By a “small lawsuit,” I am referring to a lawsuit of $10,000.00 or less. In many cases, it is difficult to justify the expense of engaging counsel to pursue such small claims. This is especially true if the right to recovery is not absolutely clear. When the right to recovery is absolutely clear, it may make more sense to engage counsel to pursue a small lawsuit. But, where there are significant factual disputes, the attorney fees and costs related to litigation often amount to far more than what is in dispute. Too many times, that happens, and the tail ends up wagging the dog.
Another real risk in small lawsuits comes from the availability of attorney fees. The general rule in Washington is that –absent a statute or a contract provision providing for attorney fees—each party pays their own attorney fees. That can be bad or good.
In small lawsuits, RCW 4.84.250 provides that the prevailing party will be entitled to a reasonable attorney fee from the party who does not prevail. Let’s take the example of a plaintiff who believes they are owed $8,000.00 by their remodeling contractor. The plaintiff engages John Doe attorney to represent them in a lawsuit against the contractor. It is not unusual for a plaintiff in this situation to spend, let’s say, $5,000.00 or $6,000.00—and oftentimes more—to prove their $8,000.00 case. If the judge or arbitrator determines that Plaintiff has not proven their claims by a preponderance of the evidence, the plaintiff will encounter three negative results: (1) they have not recovered the money they believe they are owed; (2) they are out the money spent on their own attorney fees; and, (3) they will end up with a judgment against them for the defendant’s attorney fees which could easily exceed $5,000.00 or $10,000.00. This is why it is very important to pursue small lawsuits with care.
There are at least three options for addressing small lawsuits:
- Seek recovery in Superior Court
- Seek recovery in District Court
- Seek recovery in Small Claims Court
Seeking recovery in Superior Court has its advantages. It is the correct court to seek recovery in if you are seeking something in addition to money damages—let’s say you are also seeking rescission of a contract. In that case, the Superior Court has the jurisdiction to grant both the money damages sought as well as the declaratory relief regarding the validity of the contract.
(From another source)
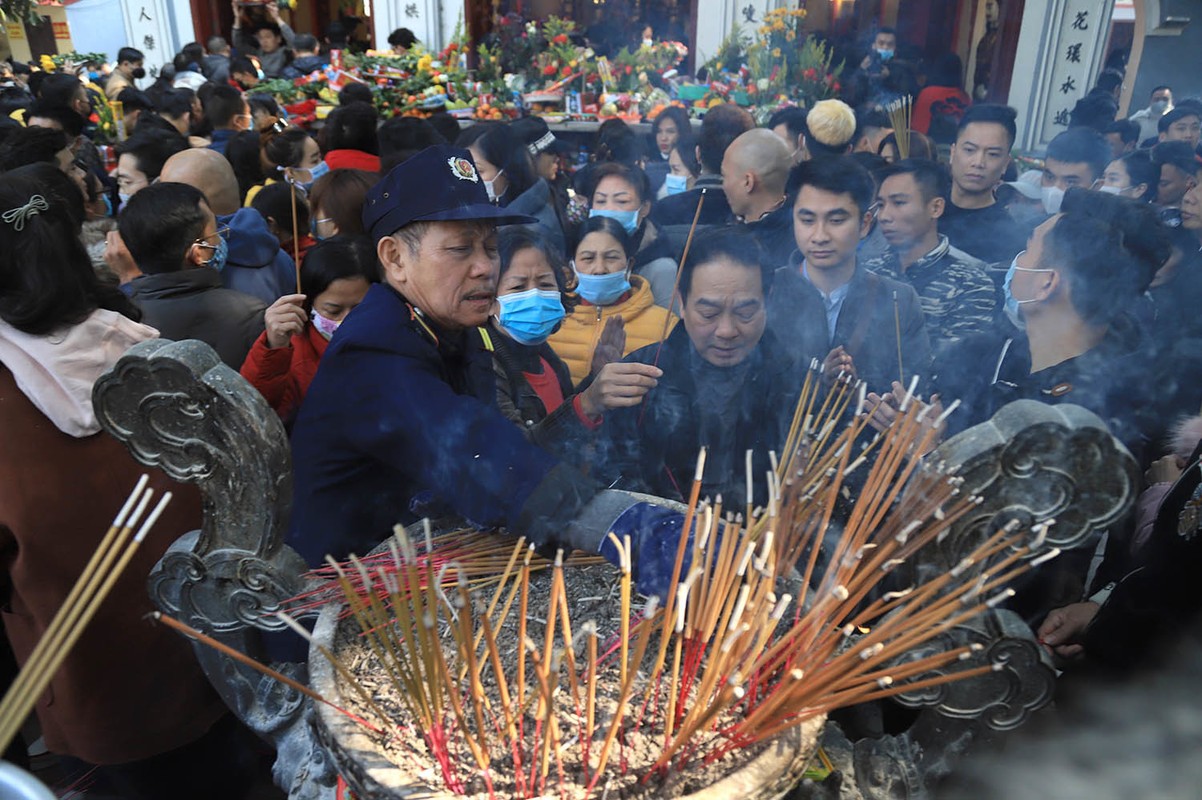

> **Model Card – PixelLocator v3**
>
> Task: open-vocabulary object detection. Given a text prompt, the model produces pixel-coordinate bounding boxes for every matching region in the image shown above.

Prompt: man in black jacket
[119,184,267,370]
Superior Court can also be an appropriate place for smaller disputes even if declaratory or injunctive relief is not sought. In Superior Court, cases with damages of less than $100,000.00 are subject to mandatory arbitration. This means that either party may force the case into arbitration—a far less formal method of dispute resolution than an actual courtroom trial. While there is an opportunity for requesting a new trial with the court in the case of a bad outcome at arbitration, that is rarely done. The mandatory arbitration system also pays for an arbitrator. Thus, the financial burden on the parties is minimized. That said, the attorney fees provisions of RCW 4.84.250 can still have harsh results in these cases.
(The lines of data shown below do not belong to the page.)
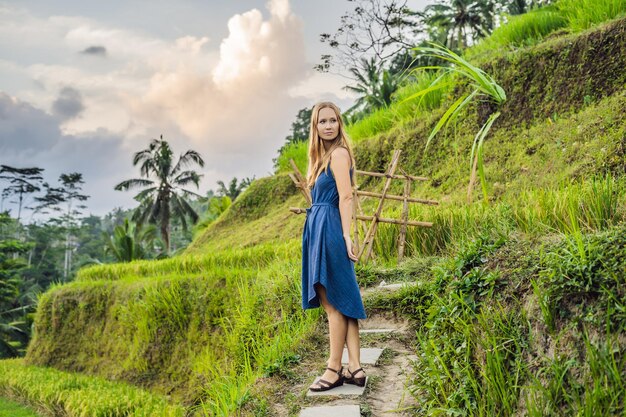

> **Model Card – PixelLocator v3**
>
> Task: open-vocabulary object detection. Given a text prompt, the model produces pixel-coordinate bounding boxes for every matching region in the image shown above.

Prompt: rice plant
[413,42,506,202]
[556,0,626,30]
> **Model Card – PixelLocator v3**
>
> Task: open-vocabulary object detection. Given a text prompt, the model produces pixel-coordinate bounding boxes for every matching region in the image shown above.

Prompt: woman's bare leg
[312,285,348,386]
[344,317,365,378]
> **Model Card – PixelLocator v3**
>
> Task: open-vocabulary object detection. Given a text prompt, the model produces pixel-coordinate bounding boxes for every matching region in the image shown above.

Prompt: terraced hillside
[0,13,626,416]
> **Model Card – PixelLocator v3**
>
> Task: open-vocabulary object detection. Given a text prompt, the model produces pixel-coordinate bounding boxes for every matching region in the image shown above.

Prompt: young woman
[302,102,366,391]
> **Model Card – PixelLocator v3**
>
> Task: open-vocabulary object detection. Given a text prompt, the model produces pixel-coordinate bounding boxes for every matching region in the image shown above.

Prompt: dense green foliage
[0,359,185,417]
[0,4,626,416]
[0,397,39,417]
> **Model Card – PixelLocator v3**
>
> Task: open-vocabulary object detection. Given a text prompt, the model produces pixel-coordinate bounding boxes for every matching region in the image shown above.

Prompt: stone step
[341,348,383,365]
[359,329,399,334]
[306,376,369,397]
[376,281,417,291]
[299,405,361,417]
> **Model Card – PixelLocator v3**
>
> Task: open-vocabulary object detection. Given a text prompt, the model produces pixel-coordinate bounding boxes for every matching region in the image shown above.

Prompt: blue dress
[302,164,366,319]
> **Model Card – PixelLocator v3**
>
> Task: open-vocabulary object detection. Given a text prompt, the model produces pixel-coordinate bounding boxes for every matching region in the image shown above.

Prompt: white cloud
[0,0,352,214]
[131,0,310,154]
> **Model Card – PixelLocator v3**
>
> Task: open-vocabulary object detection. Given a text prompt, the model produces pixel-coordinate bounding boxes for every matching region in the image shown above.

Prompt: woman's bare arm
[330,148,356,259]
District Court is another potential avenue for seeking recovery in small lawsuits. In District Court, discovery is quite limited. Additionally, the time for getting on the court’s trial calendar is much shorter than in Superior Court. Pro se litigants may have better luck with representing themselves in District Court as the court deals with more pro se litigants (i.e. litigants without attorneys) than Superior Court.
Small Claims Court
A final option for dealing with small lawsuits is Small Claims Court. If you have the time and your dispute is $5,000.00 or less, I highly recommend considering taking the matter to Small Claims Court. Even if your claim is for somewhat more than $5,000—let’s say $6,000 or $7,000—it may be worth waiving the damages over $5,000 to have the matter heard in Small Claims Court.
Attorneys are generally not allowed to practice in Small Claims Court. Thus, the plaintiff and defendant will almost always represent themselves in the court proceedings. Usually, court consists of a one-time hearing in which a judge will hear the evidence and decide who is right. The standards for presenting evidence are also very relaxed in comparison to Superior Court or District Court. The process is really designed for dispute resolution without attorneys. Thus, for people who have the time and small amounts in controversy, Small Claims Court can present an excellent forum for dispute resolution.
It is certainly advisable to consult counsel about small disputes. But, if you consult with a good attorney, don’t be surprised if they tell you that it is not worth engaging their services to pursue a small lawsuit. And, be wary of attorneys who are too eager to take fees for small cases. It may turn out that they have more time on their hands or fewer clients than they need. Regardless, consulting with an attorney and considering the options above is a wise idea if you find yourself in a dispute that might result in a small lawsuit.